32.8.1 Tube support elements

Abaqus Analysis User's Guide

32.8.1 Tube support elements

Product: Abaqus/Standard

References

Overview

Tube support elements:

are provided to model the interaction of a tube with a closely adjacent tube support, for cases where intermittent contact between the tube and the support may occur; and
are made up of a spring/friction link (to simulate direct contact between the tube and the support) and a parallel dashpot (to simulate the effect of the fluid in the annulus between the tube and the support), as shown in Figure 32.8.1–1.

Details of the element formulations can be found in “Tube support elements,” Section 3.9.4 of the Abaqus Theory Guide.

Typical applications

An ITSCYL element can be used to model a drilled hole support (see Figure 32.8.1–2).

Several ITSUNI elements can be attached to the same node of the beam elements representing the tube to model the case of a tube support made up of a series of straight segments, as in an “egg-crate” design (see Figure 32.8.1–3).

Choosing an appropriate element

Two types of tube support elements are provided.

ITSUNI elements

ITSUNI is a “unidirectional” element, which always acts in a fixed direction in space. One node of the element must be located on the axis of the tube, which is modeled using beam elements; and the other node must be located equidistant between the two parallel support plates. The support plates are built into the ITSUNI element definition.

Figure 32.8.1–1 Tube support element behavior.

ITSCYL elements

ITSCYL is a “cylindrical” element, which can be used to simulate the interaction between a circular tube and a circular hole. One node of the element must be located on the axis of the tube, which is modeled using beam elements, and the other node must be located at the center of the hole in the circular tube support plate. The circular hole is built into the ITSCYL element definition.

Figure 32.8.1–2 Use of an ITSCYL element for a drilled hole support.

Figure 32.8.1–3 Use of ITSUNI elements for an “egg-crate” support.

Defining the behavior of ITS elements

You define the diameter of the tube and other geometric quantities that define the ITS element. You must associate these quantities with a set of ITS elements. In addition, you must define the behavior of the spring, friction link, and dashpot that make up a tube support element.

The spring behavior of an ITS element is shown in Figure 32.8.1–4. Relative displacements in the element are measured from the position where the tube and the hole in the support plate are aligned exactly—when the nodes of the element are at the same location.

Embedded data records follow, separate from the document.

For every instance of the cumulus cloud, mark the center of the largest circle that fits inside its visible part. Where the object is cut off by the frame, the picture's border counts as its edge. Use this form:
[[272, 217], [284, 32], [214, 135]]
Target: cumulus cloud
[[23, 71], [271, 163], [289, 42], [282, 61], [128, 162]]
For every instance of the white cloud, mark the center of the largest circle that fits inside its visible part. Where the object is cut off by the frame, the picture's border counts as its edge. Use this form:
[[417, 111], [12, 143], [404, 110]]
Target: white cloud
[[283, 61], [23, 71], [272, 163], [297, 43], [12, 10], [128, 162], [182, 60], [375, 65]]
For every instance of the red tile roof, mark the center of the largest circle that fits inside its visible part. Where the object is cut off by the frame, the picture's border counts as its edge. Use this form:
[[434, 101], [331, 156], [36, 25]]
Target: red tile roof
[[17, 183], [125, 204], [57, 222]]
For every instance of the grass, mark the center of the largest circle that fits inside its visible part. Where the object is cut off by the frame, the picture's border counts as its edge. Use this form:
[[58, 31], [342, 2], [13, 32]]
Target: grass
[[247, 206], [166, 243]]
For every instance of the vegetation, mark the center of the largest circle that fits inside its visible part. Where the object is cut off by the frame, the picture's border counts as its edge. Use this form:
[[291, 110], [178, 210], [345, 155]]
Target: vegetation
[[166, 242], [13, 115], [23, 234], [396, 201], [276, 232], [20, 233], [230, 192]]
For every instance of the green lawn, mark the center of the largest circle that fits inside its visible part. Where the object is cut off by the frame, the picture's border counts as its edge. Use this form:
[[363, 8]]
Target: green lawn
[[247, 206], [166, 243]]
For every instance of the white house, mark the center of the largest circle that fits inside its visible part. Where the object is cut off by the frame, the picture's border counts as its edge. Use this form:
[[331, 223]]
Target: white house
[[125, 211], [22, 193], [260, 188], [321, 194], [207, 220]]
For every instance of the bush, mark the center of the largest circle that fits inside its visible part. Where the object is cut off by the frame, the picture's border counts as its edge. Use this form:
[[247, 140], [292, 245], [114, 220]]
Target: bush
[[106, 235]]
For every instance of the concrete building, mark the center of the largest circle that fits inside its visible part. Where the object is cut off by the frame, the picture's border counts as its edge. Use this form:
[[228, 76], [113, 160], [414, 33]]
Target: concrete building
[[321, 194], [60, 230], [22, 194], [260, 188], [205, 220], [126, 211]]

As indicated in Figure 32.8.1–4, the spring behavior of an ITS element is modified from that of the assigned spring definition to account for any clearance between the tube and support when the nodes of the element are at the same location. When there is no contact between the tube and the support, no force is transmitted by the spring; when the tube is in contact with the support, the force increases as the tube wall is deformed. This force can be modeled as a linear or a nonlinear function of the relative displacement between the axis of the tube and the center of the hole in the support.

Friction between the tube and support will generate a moment at the tube node if the tube diameter is greater than zero and a moment at the hole node if the hole size is greater than zero. At least one of the following should be true for any node of an ITS element that will have a moment acting on it:

the node should be associated with a beam or other element that can carry a moment;
the nodal rotation should be set to zero with a boundary condition.

Input File Usage:	Use the following options to define the behavior of ITS elements:
	ITS, ELSET=name* DASHPOT SPRING *FRICTION

Figure 32.8.1–4 Nonlinear spring behavior in ITS elements to model clearance and tube flattening.